In this study, we used 881 bits of molecular fingerprint and used as features describing presence or absence of each substructure of compounds. Then, the Bayesian probability of each substructure was calculated and labeled (positive or negative for DILI), and a weighted fingerprint was determined from the ratio of DILI-positive to DILI-negative probability values. Using weighted fingerprint features, the prediction models were trained and evaluated with the Random Forest (RF) and Support Vector Machine (SVM) algorithms. The constructed models yielded accuracies of 73.8% and 72.6%, AUCs of 0.791 and 0.768 in cross-validation. In independent tests, models achieved accuracies of 60.1% and 61.1% for RF and SVM, respectively. The results validated that weighted features helped increase overall performance of prediction models. The constructed models were further applied to the prediction of natural compounds in herbs to identify DILI potential, and 13,996 unique herbal compounds were predicted as DILI-positive with the SVM model.
The prediction models with weighted features increased the performance compared to non-weighted models. Moreover, we predicted the DILI potential of herbs with the best performed model, and the prediction results suggest that many herbal compounds could have potential to be DILI. We can thus infer that taking natural products without detailed references about the relevant pathways may be dangerous. Considering the frequency of use of compounds in natural herbs and their increased application in drug development, DILI labeling would be very important.
药物性肝损伤(DILI)是药物研发中的一个关键问题,因为DILI会导致临床试验失败以及已批准药物退市。人们已经进行了许多尝试,基于体内和计算机模拟识别肝毒性化合物来预测DILI风险。在本研究中,我们提出了一种使用加权分子指纹预测DILI的计算机模拟预测模型。

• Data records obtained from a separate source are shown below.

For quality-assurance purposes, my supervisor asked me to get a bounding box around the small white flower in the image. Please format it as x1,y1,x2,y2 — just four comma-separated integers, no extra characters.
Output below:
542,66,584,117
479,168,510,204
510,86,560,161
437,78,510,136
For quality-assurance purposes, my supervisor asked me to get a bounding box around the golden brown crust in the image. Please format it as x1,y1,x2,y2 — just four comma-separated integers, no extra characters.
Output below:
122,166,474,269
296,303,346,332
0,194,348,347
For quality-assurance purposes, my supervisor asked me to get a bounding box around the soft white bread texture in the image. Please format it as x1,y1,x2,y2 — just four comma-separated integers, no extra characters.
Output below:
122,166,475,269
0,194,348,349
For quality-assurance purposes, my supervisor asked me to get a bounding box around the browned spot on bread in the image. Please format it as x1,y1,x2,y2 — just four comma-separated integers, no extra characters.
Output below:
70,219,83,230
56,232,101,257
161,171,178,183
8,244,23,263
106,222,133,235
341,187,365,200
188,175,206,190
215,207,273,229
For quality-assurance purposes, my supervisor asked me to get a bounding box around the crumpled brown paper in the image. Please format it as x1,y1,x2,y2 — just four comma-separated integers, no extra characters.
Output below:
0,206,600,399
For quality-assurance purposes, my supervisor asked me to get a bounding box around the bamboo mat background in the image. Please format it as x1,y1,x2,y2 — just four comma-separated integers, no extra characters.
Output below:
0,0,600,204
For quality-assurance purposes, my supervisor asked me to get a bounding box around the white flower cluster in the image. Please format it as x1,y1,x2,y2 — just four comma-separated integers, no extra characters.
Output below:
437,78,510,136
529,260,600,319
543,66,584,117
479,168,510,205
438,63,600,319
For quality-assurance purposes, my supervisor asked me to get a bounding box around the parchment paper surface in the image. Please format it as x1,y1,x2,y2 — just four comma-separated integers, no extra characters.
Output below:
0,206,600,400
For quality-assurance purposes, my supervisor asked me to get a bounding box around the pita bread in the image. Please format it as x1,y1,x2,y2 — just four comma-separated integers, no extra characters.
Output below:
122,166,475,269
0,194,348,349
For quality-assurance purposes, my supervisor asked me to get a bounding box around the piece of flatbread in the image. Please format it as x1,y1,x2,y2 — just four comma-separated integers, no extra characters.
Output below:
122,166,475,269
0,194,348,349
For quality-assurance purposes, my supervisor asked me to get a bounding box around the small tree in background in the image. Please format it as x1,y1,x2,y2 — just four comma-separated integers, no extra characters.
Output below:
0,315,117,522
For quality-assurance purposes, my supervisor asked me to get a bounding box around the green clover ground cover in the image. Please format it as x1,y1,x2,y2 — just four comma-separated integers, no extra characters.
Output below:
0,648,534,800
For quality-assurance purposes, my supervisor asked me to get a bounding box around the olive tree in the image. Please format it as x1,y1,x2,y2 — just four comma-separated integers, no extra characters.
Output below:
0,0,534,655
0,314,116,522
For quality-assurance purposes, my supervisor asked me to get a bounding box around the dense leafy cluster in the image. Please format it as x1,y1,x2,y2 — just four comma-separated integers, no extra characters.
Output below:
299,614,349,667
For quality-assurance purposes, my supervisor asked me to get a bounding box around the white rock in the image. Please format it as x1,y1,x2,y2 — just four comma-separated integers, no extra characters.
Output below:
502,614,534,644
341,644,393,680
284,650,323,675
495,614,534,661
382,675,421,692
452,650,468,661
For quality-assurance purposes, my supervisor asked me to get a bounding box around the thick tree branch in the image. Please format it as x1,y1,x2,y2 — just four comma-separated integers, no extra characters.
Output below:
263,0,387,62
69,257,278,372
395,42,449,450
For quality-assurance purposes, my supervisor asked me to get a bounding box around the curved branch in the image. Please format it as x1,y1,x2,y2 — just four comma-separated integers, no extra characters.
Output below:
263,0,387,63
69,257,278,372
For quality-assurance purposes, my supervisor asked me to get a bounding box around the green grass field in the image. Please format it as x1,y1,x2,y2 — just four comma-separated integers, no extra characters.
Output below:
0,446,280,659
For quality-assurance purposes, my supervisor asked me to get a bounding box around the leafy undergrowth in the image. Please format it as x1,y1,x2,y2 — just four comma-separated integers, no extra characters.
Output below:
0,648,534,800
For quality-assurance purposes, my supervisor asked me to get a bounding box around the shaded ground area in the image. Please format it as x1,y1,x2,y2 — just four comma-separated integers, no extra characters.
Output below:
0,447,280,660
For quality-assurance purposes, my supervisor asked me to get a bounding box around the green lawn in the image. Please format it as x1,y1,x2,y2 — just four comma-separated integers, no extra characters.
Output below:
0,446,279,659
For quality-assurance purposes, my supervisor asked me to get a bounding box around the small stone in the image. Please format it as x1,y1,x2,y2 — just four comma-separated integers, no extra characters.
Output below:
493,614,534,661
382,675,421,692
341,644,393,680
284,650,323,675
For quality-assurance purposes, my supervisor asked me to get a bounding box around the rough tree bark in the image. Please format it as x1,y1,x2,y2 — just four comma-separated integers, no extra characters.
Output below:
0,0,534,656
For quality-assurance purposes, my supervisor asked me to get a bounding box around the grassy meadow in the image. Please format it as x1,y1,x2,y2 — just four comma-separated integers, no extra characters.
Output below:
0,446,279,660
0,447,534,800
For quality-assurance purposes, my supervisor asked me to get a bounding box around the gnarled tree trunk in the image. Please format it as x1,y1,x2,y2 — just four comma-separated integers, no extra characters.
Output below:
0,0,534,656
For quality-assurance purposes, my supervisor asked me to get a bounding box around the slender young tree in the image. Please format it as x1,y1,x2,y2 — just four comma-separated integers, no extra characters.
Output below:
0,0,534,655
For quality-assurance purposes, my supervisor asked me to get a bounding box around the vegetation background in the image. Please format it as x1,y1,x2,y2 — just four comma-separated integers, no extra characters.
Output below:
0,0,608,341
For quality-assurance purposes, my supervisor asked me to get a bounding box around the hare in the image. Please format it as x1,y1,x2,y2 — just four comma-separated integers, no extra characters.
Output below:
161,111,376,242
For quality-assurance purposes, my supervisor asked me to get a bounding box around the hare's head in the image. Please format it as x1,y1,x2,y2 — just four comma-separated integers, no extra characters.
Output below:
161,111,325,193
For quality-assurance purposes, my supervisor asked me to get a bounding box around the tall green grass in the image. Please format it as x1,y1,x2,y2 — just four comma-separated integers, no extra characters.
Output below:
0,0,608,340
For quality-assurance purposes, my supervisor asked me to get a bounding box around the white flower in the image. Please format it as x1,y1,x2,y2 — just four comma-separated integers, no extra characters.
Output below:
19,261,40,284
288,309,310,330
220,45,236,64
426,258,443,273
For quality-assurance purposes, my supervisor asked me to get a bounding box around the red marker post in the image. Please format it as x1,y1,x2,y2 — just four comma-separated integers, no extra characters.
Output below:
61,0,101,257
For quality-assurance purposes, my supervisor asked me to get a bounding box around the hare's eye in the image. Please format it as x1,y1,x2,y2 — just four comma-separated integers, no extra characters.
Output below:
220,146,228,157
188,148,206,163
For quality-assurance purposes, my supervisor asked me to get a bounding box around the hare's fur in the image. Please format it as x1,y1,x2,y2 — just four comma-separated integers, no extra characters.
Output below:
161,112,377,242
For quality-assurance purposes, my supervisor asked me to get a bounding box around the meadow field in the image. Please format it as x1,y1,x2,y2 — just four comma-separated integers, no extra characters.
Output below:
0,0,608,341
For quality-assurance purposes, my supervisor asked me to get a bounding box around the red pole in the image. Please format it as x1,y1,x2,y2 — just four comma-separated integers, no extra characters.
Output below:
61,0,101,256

在本研究中,我们使用了881位的分子指纹作为描述化合物各子结构存在与否的特征。然后,计算每个子结构的贝叶斯概率并进行标记(DILI为阳性或阴性),并根据DILI阳性与DILI阴性概率值的比率确定加权指纹。使用加权指纹特征,采用随机森林(RF)和支持向量机(SVM)算法对预测模型进行训练和评估。构建的模型在交叉验证中的准确率分别为73.8%和72.6%,曲线下面积(AUC)分别为0.791和0.768。在独立测试中,RF和SVM模型的准确率分别为60.1%和61.1%。结果证实加权特征有助于提高预测模型的整体性能。构建的模型进一步应用于草药中天然化合物的DILI潜力预测,SVM模型预测有13996种独特的草药化合物为DILI阳性。
与未加权模型相比,具有加权特征的预测模型性能有所提高。此外,我们使用性能最佳的模型预测了草药的DILI潜力,预测结果表明许多草药化合物可能具有DILI潜力。因此我们可以推断,在没有详细了解相关途径的情况下服用天然产物可能是危险的。考虑到天然草药中化合物的使用频率及其在药物研发中的应用增加,DILI标签将非常重要。